COVID-19 : inquiétudes autour de la réouverture des écoles au Nunavut, dans le nord-est canadien

La réouverture des écoles mardi suscite la grogne générale au Nunavut, alors que le territoire tente par tous les moyens de retarder l’apparition d’un premier cas de COVID-19.
« Je n’enverrai certainement pas mon fils à l’école tant que cette crise n’est pas terminée », assure d’un ton catégorique Rita Hummiktuq, une résidente de Gjoa Haven et mère d’un garçon de huit ans.
« Les enfants sont des vecteurs de transmission, c’est trop risqué », poursuit-elle.
Les écoles et les garderies du territoire sont fermées depuis le 17 mars, mais doivent rouvrir leurs portes le 21 avril.

Maintes fois talonné en points de presse sur la possibilité de maintenir la levée des cours, le gouvernement territorial est jusqu’à maintenant resté ferme sur sa décision de rouvrir les écoles mardi prochain.
Le ministre de l’Éducation du Nunavut, David Joanasie, a récemment suggéré aux enseignants de retourner dans les écoles pour préparer des trousses d’apprentissage pour leurs élèves.
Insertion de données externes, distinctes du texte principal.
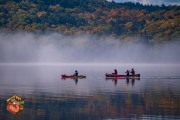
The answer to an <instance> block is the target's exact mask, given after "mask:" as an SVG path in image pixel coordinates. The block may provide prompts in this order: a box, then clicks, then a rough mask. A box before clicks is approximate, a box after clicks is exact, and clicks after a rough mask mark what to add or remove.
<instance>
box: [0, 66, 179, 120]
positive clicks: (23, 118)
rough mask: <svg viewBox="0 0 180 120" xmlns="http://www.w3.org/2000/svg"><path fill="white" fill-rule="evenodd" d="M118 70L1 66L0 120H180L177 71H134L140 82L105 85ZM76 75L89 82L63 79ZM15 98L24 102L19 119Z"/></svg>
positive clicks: (72, 79)
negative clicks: (115, 70) (141, 119)
mask: <svg viewBox="0 0 180 120" xmlns="http://www.w3.org/2000/svg"><path fill="white" fill-rule="evenodd" d="M114 67H115V66H98V67H96V66H85V65H84V66H73V65H72V66H0V119H6V120H7V119H8V120H14V119H30V120H36V119H37V120H46V119H58V120H59V119H63V120H64V119H67V120H69V119H78V120H81V119H82V120H84V119H90V120H92V119H122V118H127V119H180V114H179V113H180V87H179V85H180V77H179V74H178V70H180V68H179V67H176V68H173V67H163V68H157V67H155V66H154V67H146V66H141V67H137V66H136V67H135V69H136V72H138V73H140V74H141V78H140V79H105V77H104V74H105V73H106V72H108V73H110V72H113V69H114ZM116 68H117V67H116ZM75 69H78V71H79V73H82V74H85V75H87V78H86V79H61V77H60V75H61V74H64V73H67V74H73V72H74V70H75ZM117 69H118V68H117ZM126 69H131V68H129V67H127V68H126V67H125V66H124V67H121V68H119V69H118V70H119V71H118V72H119V73H120V74H124V71H125V70H126ZM13 95H18V96H20V97H22V98H23V99H24V102H25V104H24V110H23V111H22V112H20V113H18V114H17V115H14V114H11V113H9V112H8V111H7V110H6V99H7V98H8V97H10V96H13Z"/></svg>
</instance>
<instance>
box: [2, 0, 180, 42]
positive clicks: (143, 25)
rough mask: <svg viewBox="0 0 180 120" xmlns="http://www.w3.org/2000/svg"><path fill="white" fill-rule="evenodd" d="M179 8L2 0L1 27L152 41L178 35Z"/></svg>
mask: <svg viewBox="0 0 180 120" xmlns="http://www.w3.org/2000/svg"><path fill="white" fill-rule="evenodd" d="M179 16H180V7H179V6H164V5H162V6H152V5H142V4H139V3H135V4H134V3H131V2H127V3H115V2H108V1H106V0H8V1H6V0H1V1H0V29H1V30H4V29H5V30H14V31H15V30H16V31H17V30H24V31H37V30H40V31H44V30H48V31H61V32H63V33H68V34H74V33H76V32H80V31H84V32H86V33H87V34H99V35H103V34H106V35H109V36H115V37H119V38H122V37H123V36H134V35H143V36H145V37H147V38H149V39H153V40H161V41H166V40H171V39H173V38H177V37H180V34H179V33H180V24H179V23H180V22H179V20H180V17H179Z"/></svg>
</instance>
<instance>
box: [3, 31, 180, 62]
mask: <svg viewBox="0 0 180 120" xmlns="http://www.w3.org/2000/svg"><path fill="white" fill-rule="evenodd" d="M141 41H146V40H145V39H144V40H143V39H142V38H139V39H138V38H136V39H135V40H134V39H133V40H129V41H122V40H119V39H113V38H110V37H106V36H97V35H92V36H91V35H82V34H80V35H74V36H65V35H63V34H61V33H48V34H37V33H36V34H34V33H24V32H22V33H21V32H18V33H14V32H13V33H0V43H1V44H0V56H1V57H0V63H55V64H56V63H125V64H126V63H134V64H138V63H150V64H153V63H154V64H156V63H158V64H159V63H160V64H173V63H175V64H179V63H180V62H179V61H180V55H179V53H180V48H179V45H180V44H179V43H180V42H179V41H172V42H166V43H164V44H160V45H156V46H151V45H149V44H146V43H145V42H141Z"/></svg>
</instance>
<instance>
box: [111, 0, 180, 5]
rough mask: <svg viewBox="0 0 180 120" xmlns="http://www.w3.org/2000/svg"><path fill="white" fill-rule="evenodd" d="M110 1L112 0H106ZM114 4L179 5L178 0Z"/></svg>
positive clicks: (135, 0) (150, 1)
mask: <svg viewBox="0 0 180 120" xmlns="http://www.w3.org/2000/svg"><path fill="white" fill-rule="evenodd" d="M108 1H112V0H108ZM114 1H115V2H139V3H142V4H152V5H162V4H164V5H180V0H114Z"/></svg>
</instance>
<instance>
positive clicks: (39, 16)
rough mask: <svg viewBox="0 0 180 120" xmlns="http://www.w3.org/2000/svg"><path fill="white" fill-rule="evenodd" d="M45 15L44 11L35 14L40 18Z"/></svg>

Selon lui, cette recommandation est censée répondre aux besoins des élèves qui n’ont pas accès à une connexion Internet ou à un ordinateur à la maison.
L’Association des municipalités du Nunavut (AMN) s’oppose toutefois fortement à la position du gouvernement territorial.
Réunis mardi, les membres de son conseil d’administration ont adopté une résolution dans laquelle ils exhortent les autorités à « ne pas exiger aux enseignants de revenir au Nunavut et de travailler ainsi que de ne pas rouvrir les écoles avant le début de la prochaine année scolaire », peut-on lire dans un communiqué de presse de l’AMN.
École à la maison
De son côté, Rita Hummiktuq croit que ces trousses d’apprentissage devraient permettre aux parents de faire l’école à la maison et de garder les élèves en sécurité.
« En tant que parent, je trouve que cette idée de trousses d’apprentissage est une bonne solution pour éviter que les enfants retournent à l’école pendant cette crise », dit-elle.

À la suite de la fermeture provisoire des écoles en mars, plusieurs enseignants ont cependant quitté le territoire en direction du sud du pays pour retrouver des membres de leur famille.
Éric*, un enseignant dans cette situation, déplore la pression exercée sur le corps professoral pour revenir au territoire.
« Je trouve que la décision du ministère de l’Éducation est complètement absurde, considérant ce qu’il se passe au pays et le risque que cela pose pour les Nunavummiut [les habitants du Nunavut, NDLR] », indique l’enseignant de niveau secondaire, qui préfère garder l’anonymat en raison des clauses de son contrat avec le gouvernement territorial qui l’empêchent de parler aux médias.
Il affirme qu’il serait tout aussi en mesure de préparer à distance des trousses d’apprentissage pour ses élèves.

Quarantaine forcée
À l’heure actuelle, les habitants du Nunavut qui sont à l’extérieur du territoire, mais qui souhaitent y revenir, doivent toujours se soumettre à un isolement de 14 jours dans des hôtels choisis par le gouvernement territorial à Ottawa, à Winnipeg, à Edmonton ou à Yellowknife.
L’enseignant estime que ses seules options consistent à rester dans le sud du pays et à aller à l’encontre des recommandations du ministère de revenir au territoire ou bien de prendre l’avion pour Ottawa et peut-être mettre à risque sa communauté.
Depuis vendredi, une pétition citoyenne (lien en anglais) réclame que les enseignants ayant quitté le territoire ne reviennent pas avant que la situation ne se soit résorbée.
« Comme le système de santé du Nunavut a des ressources très limitées, un premier cas de COVID-19 accaparerait les travailleurs de la santé, les infirmiers, les médecins et les travailleurs essentiels », peut-on lire sur la pétition.
Mercredi soir, la pétition en ligne avait récolté 2981 votes.